Change how much money you need
This is the million dollar question – how much money do I need to have saved up to accomplish financial freedom? We’ve run hundreds of long-term projections and it often boils down to a few key factors:
- Your ideal spending amount
- Any additional earned income
- Investment returns and inflation – neither of which you can control, so we will ignore this
We know everyone hates math, so let’s show two examples to illustrate the factors. We assume 3.5% to be a sustainable spend rate from your investment accounts.
- Ideal spending amount = $100,000/year
- No additional earned income
- Target investment accounts amount = $100,000 annual spending needed/ 3.5% = $2,857,143. Oh crap that’s a lot…
But realistically, are you really never going to earn income again? The more common situation is that you earn income, but possibly at a reduced amount that fits into your ideal lifestyle.
- Ideal spending amount = $100,000/year
- Additional earned income = $50,000/year
- Target investment accounts amount =$50,000 annual spending needed/ 3.5% = $1,428,571. Well, that’s more reasonable!
The key point here is that generating income matters. The likelihood of you declaring financial freedom at age 40 and then never earning income ever again is really low – what would you do with your time for the next 50 years?
Instead, it is more likely to for you to generate income, but in a manner that fits your ideal lifestyle. In other words, you work when you want, where you want and how you want! As you can see in the two examples, this dramatically changes the amount of money you need to make this possible.
Key takeaways
This all sounds good, so what are my actionable takeaways?
- Think about what level of income you could earn if you worked when you want, where you want and how you want.
- Be strategic for how you save your money. Build flexibility into your financial plan to allow you to take money out before 59.5 to fill any gap.

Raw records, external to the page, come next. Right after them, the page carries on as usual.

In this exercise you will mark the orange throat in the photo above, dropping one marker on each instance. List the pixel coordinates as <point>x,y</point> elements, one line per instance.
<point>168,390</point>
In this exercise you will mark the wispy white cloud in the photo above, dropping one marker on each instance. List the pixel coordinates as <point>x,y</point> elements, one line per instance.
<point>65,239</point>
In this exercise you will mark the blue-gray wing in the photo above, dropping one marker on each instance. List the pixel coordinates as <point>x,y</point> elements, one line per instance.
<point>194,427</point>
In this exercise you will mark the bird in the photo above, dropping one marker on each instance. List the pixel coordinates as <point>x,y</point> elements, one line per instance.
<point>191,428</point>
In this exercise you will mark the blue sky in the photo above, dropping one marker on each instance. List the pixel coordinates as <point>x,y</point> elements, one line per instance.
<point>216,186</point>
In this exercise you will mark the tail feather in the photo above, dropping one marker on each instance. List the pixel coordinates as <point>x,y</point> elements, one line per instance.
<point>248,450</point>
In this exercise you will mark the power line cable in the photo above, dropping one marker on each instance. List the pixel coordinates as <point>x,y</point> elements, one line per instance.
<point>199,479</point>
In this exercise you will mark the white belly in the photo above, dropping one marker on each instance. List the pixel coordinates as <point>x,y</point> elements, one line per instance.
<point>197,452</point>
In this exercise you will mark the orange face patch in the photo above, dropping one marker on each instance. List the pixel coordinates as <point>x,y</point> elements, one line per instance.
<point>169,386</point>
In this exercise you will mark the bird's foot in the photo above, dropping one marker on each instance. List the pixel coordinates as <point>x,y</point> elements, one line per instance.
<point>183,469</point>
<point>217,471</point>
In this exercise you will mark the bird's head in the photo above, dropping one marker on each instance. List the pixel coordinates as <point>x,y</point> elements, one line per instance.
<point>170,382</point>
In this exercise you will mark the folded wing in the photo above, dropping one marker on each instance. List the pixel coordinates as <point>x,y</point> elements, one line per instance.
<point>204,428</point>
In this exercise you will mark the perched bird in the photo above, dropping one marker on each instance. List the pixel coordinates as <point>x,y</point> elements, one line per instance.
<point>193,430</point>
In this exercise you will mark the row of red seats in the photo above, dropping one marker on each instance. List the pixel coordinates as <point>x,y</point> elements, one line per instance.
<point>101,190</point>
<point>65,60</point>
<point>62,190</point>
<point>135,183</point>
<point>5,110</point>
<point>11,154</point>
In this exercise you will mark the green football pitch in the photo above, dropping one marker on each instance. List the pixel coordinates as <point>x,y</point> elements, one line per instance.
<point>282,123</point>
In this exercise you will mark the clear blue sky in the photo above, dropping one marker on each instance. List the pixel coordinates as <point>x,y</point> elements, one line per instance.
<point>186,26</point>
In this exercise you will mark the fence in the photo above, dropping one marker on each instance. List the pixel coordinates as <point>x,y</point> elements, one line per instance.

- Spending is the #1 driver of financial planning. Start getting your arms around what you are spending now, but more importantly, guessing what you would need to spend to live your ideal life. The less money you spend, the less money you need saved up.
- Think about your investment accounts in buckets and match the appropriate accounts and investment strategy to each bucket
Disclosures
None of the information provided is intended as investment, tax, accounting or legal advice, as an offer or solicitation of an offer to buy or sell, or as an endorsement, of any company, security, fund, or other securities or non-securities offering. The information should not be relied upon for purposes of transacting securities or other investments. Your use of the information is at your sole risk. The content is provided ‘as is’ and without warranties, either expressed or implied. Experience Your Wealth, LLC does not promise or guarantee any income or particular result from your use of the information contained herein.